Comme vous le savez, au sein du journal Le Sentier, j’aide à organiser le Rendez-vous des commerçants qui a lieu début octobre. Il y a une centaine d’entreprises à Saint-Hippolyte, cachées derrière les forêts, dissimulées au tournant des lacs, tapies dans les quartiers résidentiels, essaimées le long des chemins sinueux.

 

Le Rendez-vous des commerçants est un événement qui cherche à stimuler l’économie locale et aider ces entreprises à faire des affaires. Paradoxalement, la grande majorité des entreprises hyppolitoises ne participent pas à notre Rendez-vous, car elles n’ont pas besoin de nouveaux clients. Les affaires sont déjà bonnes pour elles. On parle autant de commerces qui ont pignon sur rue que de professionnels et d’entreprises de services. On parle d’une économie satisfaisante et roulant déjà à plein rendement. C’est, à mon avis, extraordinaire!

 

La spécificité de « l’achat local »

Dans mon domaine qu’est l’alimentation/restauration, le paradoxe est autre.

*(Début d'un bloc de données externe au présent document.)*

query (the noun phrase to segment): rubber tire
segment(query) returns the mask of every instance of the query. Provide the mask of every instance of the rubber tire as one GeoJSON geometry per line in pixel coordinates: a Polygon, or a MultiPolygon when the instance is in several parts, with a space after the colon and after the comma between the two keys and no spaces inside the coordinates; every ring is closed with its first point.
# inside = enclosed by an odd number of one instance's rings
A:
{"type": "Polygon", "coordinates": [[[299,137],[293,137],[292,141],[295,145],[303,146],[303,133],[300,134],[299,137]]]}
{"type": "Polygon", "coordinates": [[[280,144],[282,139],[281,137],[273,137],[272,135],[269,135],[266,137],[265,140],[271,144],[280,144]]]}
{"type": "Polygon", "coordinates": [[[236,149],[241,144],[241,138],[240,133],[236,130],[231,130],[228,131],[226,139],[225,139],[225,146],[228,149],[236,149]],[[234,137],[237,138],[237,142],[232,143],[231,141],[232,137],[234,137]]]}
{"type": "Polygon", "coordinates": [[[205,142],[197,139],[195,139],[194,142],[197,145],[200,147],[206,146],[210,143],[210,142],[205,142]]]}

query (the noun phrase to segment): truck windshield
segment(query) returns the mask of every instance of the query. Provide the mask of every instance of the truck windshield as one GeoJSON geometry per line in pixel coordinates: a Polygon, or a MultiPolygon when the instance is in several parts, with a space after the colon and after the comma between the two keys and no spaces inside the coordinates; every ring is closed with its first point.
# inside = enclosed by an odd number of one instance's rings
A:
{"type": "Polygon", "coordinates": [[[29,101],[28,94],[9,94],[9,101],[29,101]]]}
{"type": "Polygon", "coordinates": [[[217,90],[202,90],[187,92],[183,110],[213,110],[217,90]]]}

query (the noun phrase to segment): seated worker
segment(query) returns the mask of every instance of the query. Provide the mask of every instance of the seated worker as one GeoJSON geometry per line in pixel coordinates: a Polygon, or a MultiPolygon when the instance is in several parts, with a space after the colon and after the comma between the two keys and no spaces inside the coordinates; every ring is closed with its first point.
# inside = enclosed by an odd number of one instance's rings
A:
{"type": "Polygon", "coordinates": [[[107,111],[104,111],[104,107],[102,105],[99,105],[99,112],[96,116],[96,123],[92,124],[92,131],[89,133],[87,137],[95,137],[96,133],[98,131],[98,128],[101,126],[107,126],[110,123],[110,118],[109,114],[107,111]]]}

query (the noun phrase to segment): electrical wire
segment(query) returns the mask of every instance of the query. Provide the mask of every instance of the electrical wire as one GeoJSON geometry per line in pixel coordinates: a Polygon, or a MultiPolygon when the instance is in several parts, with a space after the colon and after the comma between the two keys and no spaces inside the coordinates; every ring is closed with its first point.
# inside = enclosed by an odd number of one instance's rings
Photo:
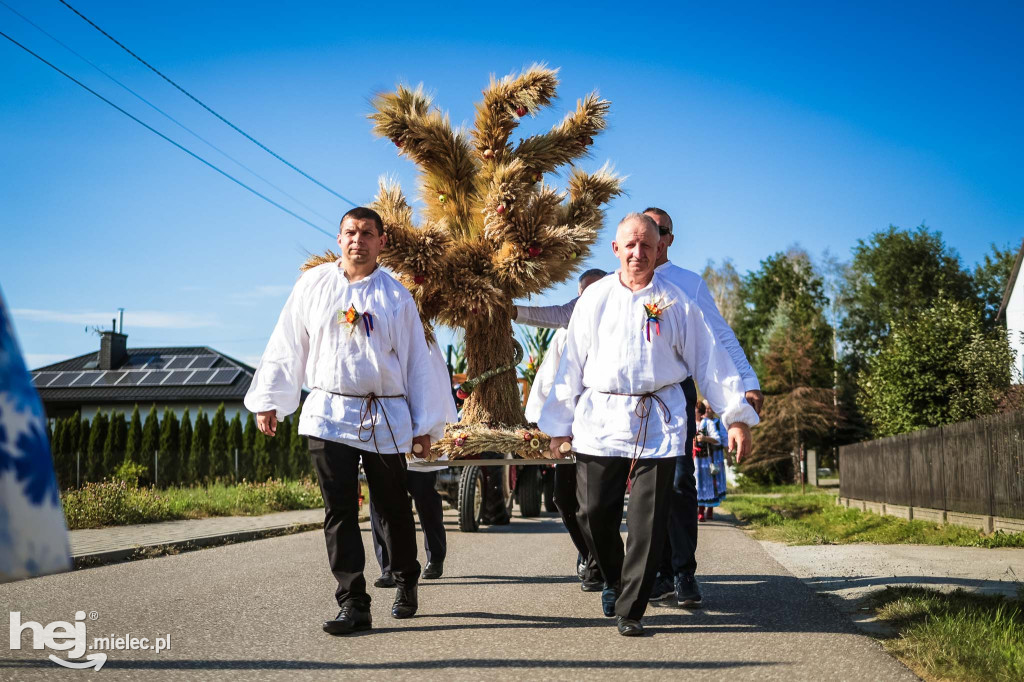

Moi, j’ai besoin de clients, je ne suis pas rendue au point d’en refuser à la porte. Mais j’ai aussi besoin d’artisans dans les métiers de bouche. Des charcutiers, fromagers, pâtissiers, boulangers, confituriers, confiseurs, chocolatiers… Nous avons l’impression que les slogans « d’achat local » qui ont la cote depuis quelques années nous saturent de produits artisanaux plus savoureux les uns que les autres. Il n’y a qu’à faire le tour des marchés extérieurs et des foires pour découvrir l’ampleur de notre gastronomie artisanale.

 

La réalité financière

Mais pour un commerce tel que le mien, trouver des fournisseurs n’est pas simple. Il faut trouver un artisan qui fait de bonnes choses, tant en goût qu’en qualité, à un prix intéressant pour moi comme pour mes clients, qui peut fournir en quantité et qui a les permis pour faire de la revente. Car derrière un pot de miel, il y a la production, la mise en pot, l’étiquette, les permis, les frais de transport, en plus de tous les frais fixes inhérents à la gestion d’une entreprise. En fin de compte, la marge bénéficiaire pour lui comme pour moi reste mince. Donc, il est souvent plus avantageux pour eux de vendre directement au marché ou en ligne plutôt qu’à moi. Pour les pâtissiers-boulangers-chocolatiers, la plupart ont déjà peine à fournir leur propre commerce par manque de main-d’œuvre qualifiée. Donc pas question pour eux de me fournir.

 

Je pensais que ça se ferait tout seul

Lorsque j’ai ouvert mon café-boutique, je voulais un endroit où l’on retrouve le savoir-faire des artisans québécois. Je n’ai pas les connaissances pour fabriquer moi-même la majorité des gourmandises que je vends; être chocolatier ou pâtissier, c’est un métier. Mon métier à moi, c’est de vous les faire connaître, c’est la vente et la promotion. Je pensais donc, en rédigeant mon plan d’affaires, que ça se ferait tout seul et que les artisans m’attendaient les bras ouverts. La réalité est toute autre. Le temps, les employés et la logistique leur manquent.

 

Le paradoxe

Le paradoxe, ici, est que les campagnes publicitaires nous encouragent à acheter local, que des points de vente comme le mien sont prêts à faire des affaires d’or, mais qu’entre les deux, le produit reste difficile à obtenir.

 

Je l’aurai maintes fois dit à mes trois enfants, avec une pointe d’humour : si vous choisissez plus tard un métier de bouche, vous ne serez jamais au chômage. L’Humanité aura toujours faim. Boucher, boulanger, charcutier, fromager, épicier… Bon. D’accord. Peut-être que l’un des trois pourrait être médecin, dentiste ou plombier parce que, franchement, ça aussi on en a besoin.